Finding the Right Approach for Your Team and Project
When it comes to estimation in Agile software development, there is no one-size-fits-all approach that will work for every team and every project. Different methods and techniques will be more or less suitable depending on the specific needs and goals of the team, as well as the complexity and uncertainty of the work being done.
To find the right approach for your team and project, it is important to consider a number of factors, including:
- The level of accuracy required: Some methods may be more accurate than others, but they may also be more time consuming and complex, or require historical data.

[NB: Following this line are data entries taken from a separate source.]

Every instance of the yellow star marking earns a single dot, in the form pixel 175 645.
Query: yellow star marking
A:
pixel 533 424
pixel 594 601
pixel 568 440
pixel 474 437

On the other hand, other methods may be quicker and simpler, but they may be less accurate.
- The level of complexity and uncertainty: More traditional methods for estimation may be more suitable for tasks that are well-defined and relatively clear, while other methods may be more suitable for tasks that are complex, novel, or uncertain.
- The team’s experience and skills: For some methods, you may require specialized knowledge or skills that not all teams have, but you can choose other methods that may be easier for them to use, even if they have limited experience or expertise.
- The team’s culture and preferences: Different teams will have different preferences and comfort levels when it comes to estimation methods. It is important to consider the team’s culture and preferences when choosing an approach, as it may be more effective to use a method that the team is familiar with and comfortable using.
Finally, the best approach for your team and project will depend on a combination of these and other factors. By considering the needs and goals of the team, as well as the complexity and uncertainty of the work being done, you can choose the method that is most suitable for your needs.